For the first part of the journey I just dozed until we started swinging through the windy roads along the cliff-edge and surrounded by mountains. On the way at the entrance point of Huascaran National Park, we paid our admission fee and continued on. We stopped on the way at the blue lake, dismounting the bus and take varies shots of the spectacular view with the bright blue lake and the snow-topped mountains. We rode a little further to the start of the Laguna 69 trek, where the landscape was just stunning. We started by climbing downhill slightly through a forest and over a river.
Then the space just opened up with greenery, cows, open spaces with mountains in the background. The first 45 minutes or so takes you through the valley bottom where there are a few stream crossings on strategically placed rocks before reaching the first set of switchbacks. After, we started the uphill track through windy, stony paths. With the high altitude, I struggled. Me and altitude just don’t go well together. I was determined to overcome this difficulty and continue the path. However, the route was simple to follow.

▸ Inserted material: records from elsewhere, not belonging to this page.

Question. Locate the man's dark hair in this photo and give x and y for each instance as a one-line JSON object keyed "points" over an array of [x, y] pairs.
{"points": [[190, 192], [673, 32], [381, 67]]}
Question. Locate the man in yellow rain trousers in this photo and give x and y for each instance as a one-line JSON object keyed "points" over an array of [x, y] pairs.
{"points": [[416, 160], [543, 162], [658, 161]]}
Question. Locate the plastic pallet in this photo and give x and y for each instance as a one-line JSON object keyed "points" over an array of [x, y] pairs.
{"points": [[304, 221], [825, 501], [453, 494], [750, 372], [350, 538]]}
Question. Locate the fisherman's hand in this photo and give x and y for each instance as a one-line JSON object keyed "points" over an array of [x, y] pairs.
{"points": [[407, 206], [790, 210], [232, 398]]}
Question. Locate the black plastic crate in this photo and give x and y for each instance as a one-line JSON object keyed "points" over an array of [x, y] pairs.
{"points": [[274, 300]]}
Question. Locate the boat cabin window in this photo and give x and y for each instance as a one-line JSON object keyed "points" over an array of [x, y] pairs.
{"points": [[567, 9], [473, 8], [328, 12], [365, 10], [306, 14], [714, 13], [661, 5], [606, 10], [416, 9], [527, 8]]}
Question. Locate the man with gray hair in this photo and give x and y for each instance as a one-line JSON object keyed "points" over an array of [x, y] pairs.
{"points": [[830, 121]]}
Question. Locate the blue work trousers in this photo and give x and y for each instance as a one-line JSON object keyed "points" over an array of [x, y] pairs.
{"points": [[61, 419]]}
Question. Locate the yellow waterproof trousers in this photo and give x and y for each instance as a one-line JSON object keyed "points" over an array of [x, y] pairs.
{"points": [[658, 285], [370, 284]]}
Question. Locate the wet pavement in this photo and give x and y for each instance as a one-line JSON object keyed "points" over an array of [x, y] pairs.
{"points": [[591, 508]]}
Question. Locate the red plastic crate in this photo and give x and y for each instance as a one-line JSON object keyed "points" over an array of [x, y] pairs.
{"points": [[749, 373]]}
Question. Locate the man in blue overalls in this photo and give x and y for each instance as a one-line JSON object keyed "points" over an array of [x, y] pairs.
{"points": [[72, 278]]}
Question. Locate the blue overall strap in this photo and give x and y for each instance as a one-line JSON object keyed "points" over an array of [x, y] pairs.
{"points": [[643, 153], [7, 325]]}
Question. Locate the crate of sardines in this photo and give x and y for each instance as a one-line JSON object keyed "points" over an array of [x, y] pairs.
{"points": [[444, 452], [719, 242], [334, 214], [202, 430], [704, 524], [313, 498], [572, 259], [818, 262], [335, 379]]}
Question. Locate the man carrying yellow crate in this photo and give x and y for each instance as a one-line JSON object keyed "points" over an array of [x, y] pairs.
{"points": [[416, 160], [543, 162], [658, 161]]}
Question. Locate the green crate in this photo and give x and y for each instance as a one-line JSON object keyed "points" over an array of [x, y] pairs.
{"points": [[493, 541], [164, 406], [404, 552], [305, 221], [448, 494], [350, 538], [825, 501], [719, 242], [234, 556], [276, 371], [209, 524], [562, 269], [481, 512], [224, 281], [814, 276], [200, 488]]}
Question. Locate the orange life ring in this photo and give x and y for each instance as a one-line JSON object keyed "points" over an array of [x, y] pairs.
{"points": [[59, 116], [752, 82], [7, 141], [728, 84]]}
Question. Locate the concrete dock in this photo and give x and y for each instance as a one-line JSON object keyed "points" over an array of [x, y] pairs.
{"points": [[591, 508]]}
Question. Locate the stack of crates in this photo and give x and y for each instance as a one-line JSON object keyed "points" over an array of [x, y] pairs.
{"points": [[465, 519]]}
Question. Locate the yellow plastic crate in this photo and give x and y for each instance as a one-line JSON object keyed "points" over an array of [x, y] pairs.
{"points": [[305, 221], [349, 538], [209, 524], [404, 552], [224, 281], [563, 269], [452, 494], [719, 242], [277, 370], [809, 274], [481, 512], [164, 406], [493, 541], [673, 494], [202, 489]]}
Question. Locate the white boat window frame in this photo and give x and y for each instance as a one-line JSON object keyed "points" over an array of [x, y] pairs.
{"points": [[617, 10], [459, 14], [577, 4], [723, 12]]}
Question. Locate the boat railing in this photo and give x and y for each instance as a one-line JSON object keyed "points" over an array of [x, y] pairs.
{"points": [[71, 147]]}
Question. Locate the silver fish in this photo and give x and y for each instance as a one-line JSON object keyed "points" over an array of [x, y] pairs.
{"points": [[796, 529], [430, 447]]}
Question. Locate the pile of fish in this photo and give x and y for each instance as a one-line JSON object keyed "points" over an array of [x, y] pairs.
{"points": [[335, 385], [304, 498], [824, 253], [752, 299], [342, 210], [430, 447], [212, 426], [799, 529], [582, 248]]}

After the first steep path, it end with an open lake that led to another huge open space of grass and a river. At this point, I was feeling great again until the next set of uphill paths winding around the mountain. I took regular breaks with my friend to catch our breath before continue. I have never felt a struggle like this. Whilst huffing and puffing up those switchbacks, you can’t fail to be wowed by the stunning scenery all around. There are incredible views of snow-capped peaks, and huge contrasts in the colour and texture of the landscape as you get higher in elevation.

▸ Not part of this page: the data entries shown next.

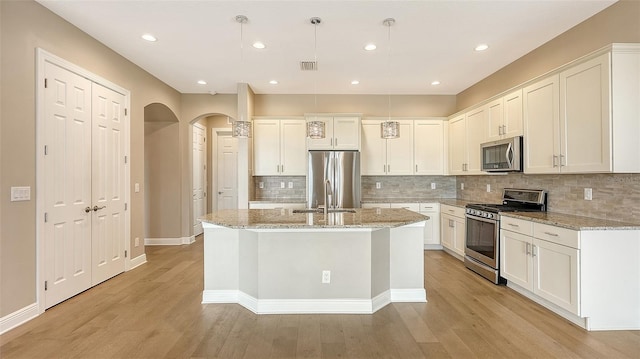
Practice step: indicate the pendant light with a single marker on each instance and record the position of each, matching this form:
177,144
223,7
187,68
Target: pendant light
241,128
315,129
389,129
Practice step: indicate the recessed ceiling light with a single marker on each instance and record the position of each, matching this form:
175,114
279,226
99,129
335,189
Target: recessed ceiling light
149,37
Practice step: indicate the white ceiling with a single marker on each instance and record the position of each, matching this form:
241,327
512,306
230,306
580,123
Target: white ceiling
431,40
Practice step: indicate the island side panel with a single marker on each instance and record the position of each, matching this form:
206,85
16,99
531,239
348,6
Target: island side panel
380,264
291,264
221,264
407,263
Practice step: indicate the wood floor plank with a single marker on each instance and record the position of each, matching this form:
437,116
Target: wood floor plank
155,311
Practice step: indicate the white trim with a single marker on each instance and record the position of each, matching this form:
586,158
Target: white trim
169,241
42,57
311,306
137,261
412,295
18,317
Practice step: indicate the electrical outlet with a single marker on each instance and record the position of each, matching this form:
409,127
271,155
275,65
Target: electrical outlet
326,276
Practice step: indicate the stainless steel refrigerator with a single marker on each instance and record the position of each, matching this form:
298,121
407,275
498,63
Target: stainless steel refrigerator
342,171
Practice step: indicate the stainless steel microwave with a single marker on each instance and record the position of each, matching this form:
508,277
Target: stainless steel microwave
502,155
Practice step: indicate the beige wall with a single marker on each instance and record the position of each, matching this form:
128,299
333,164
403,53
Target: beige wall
618,23
368,105
26,25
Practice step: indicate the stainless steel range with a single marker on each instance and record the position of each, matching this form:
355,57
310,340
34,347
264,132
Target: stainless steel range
482,241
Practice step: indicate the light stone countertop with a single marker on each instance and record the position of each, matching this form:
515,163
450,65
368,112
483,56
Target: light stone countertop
576,223
286,219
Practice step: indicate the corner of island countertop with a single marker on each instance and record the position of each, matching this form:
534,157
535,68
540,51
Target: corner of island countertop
288,218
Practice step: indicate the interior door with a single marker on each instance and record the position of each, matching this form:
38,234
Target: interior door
107,183
67,164
227,168
199,177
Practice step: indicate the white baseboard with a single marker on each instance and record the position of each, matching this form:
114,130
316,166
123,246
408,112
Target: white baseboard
411,295
169,241
137,261
18,317
313,306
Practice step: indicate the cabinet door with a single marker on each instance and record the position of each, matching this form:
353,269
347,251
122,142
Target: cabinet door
541,120
293,150
325,143
495,119
373,159
512,120
428,147
457,145
476,134
346,133
585,117
266,147
459,235
556,276
515,260
400,151
447,231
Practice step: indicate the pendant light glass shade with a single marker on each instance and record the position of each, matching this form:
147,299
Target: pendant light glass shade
241,129
315,129
390,129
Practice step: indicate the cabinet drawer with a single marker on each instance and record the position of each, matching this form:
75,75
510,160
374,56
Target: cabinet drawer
410,206
516,225
429,207
452,210
563,236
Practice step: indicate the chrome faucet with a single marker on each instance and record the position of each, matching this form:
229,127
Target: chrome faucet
327,196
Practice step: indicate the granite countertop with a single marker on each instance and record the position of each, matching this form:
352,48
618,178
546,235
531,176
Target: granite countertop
577,223
286,219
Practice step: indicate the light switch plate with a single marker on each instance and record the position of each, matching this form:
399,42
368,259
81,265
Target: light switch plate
20,194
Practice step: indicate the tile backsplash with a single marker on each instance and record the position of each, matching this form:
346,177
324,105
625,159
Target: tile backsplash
615,196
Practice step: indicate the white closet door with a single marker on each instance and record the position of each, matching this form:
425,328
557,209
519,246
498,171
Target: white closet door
67,163
107,178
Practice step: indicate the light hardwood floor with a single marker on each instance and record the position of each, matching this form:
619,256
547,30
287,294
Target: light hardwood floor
155,312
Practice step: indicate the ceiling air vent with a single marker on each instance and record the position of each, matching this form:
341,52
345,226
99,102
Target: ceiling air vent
308,66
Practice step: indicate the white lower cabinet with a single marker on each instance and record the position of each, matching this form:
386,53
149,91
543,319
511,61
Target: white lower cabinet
453,229
590,277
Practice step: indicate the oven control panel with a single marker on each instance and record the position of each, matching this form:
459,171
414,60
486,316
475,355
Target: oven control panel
482,214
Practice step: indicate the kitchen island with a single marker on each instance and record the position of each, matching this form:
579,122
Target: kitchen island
281,261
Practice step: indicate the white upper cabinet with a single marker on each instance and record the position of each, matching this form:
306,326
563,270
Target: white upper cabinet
279,147
504,116
429,146
585,118
386,156
341,133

Eventually we reached the Laguna 69, which was just breath-taking which is literally hugged by snowy mountain peaks, jagged rocks and trickling waterfalls some 4,600 metres above sea level. We relaxed by the laguna taking in the view, talking to some other, taking photos and eating lunch. We were here for some time before deciding to return back to the start. Just as we were about to leave, our guide gave us some coca tea, which helps with altitude sickness. We started walking back, where we bumped into the guy who translated for us the day before. We continued along the path the way we came with ease as we were hiking downwards.
On the way back, we took a break at the other lake, chatting to two people who were also resting. While walking the rest of the road, the sky decided to open, pouring rain. I placed my waterproof on, so that I wouldn’t get as wet but I was soaked once the rain stopped. Slipping and sliding down the paths, talking to two Brazilians, we eventually made it to the start mid-afternoon. We waited here for a while for the rest of the group. Back on the bus, we were given some more coca tea before travelling the long journey back to Huaraz, where I slept most of the way.

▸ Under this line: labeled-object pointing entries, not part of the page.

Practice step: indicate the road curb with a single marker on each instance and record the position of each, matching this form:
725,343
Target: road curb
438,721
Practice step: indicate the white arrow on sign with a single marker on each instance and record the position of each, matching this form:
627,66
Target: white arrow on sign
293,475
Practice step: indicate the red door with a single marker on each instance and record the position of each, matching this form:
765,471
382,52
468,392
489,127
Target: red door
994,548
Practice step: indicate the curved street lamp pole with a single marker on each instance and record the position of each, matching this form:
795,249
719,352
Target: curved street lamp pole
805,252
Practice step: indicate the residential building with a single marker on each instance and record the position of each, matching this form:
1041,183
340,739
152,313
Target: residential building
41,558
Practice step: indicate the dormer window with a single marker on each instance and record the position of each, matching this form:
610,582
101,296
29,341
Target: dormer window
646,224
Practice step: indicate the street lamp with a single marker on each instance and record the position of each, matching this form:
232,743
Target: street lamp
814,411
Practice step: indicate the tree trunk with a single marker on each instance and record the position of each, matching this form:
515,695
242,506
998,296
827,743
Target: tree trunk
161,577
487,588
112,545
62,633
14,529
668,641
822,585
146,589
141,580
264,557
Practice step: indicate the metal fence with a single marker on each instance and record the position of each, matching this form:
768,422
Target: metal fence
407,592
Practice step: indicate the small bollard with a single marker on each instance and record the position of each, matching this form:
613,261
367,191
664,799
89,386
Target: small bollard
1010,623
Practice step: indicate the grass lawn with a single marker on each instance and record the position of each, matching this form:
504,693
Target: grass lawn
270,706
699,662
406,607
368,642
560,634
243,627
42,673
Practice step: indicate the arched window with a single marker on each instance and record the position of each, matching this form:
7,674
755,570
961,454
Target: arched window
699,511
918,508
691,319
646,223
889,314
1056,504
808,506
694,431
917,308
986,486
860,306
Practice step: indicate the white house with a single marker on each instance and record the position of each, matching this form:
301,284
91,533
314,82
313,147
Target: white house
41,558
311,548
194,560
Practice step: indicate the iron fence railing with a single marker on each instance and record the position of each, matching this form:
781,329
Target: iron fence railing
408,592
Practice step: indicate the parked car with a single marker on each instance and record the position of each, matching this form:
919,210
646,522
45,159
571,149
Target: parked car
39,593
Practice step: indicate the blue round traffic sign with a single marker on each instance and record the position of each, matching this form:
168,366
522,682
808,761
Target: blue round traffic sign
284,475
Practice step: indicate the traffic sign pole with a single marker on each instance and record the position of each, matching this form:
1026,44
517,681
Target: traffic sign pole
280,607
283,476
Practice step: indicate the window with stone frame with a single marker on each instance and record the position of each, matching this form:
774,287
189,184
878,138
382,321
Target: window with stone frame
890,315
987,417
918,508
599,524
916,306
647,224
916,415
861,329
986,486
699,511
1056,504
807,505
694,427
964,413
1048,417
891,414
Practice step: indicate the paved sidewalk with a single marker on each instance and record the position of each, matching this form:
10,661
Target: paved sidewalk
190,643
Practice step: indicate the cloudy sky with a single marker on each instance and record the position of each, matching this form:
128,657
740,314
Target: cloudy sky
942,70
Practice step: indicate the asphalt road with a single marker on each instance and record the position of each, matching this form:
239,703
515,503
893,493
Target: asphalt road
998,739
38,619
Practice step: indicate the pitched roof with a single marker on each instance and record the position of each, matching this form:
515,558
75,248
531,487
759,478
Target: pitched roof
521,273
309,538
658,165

Once we had dropped other people off, we ended in the main plaza, where we disembarked. We walked around town, going to the market and buying some food including a maracuya (passion fruit) cheesecake as well I bought a hoody to replace my stolen one.
Back at the hostel, the landlady was a little mad with us because we wanted to reheat our dinner and hang around before getting a taxi to the bus station for an overnight bus. However, we did it anyway and at the designated time, my friend and I hopped on our bus, taking us to Trujillo. Nothing much happened on the road except me sleeping.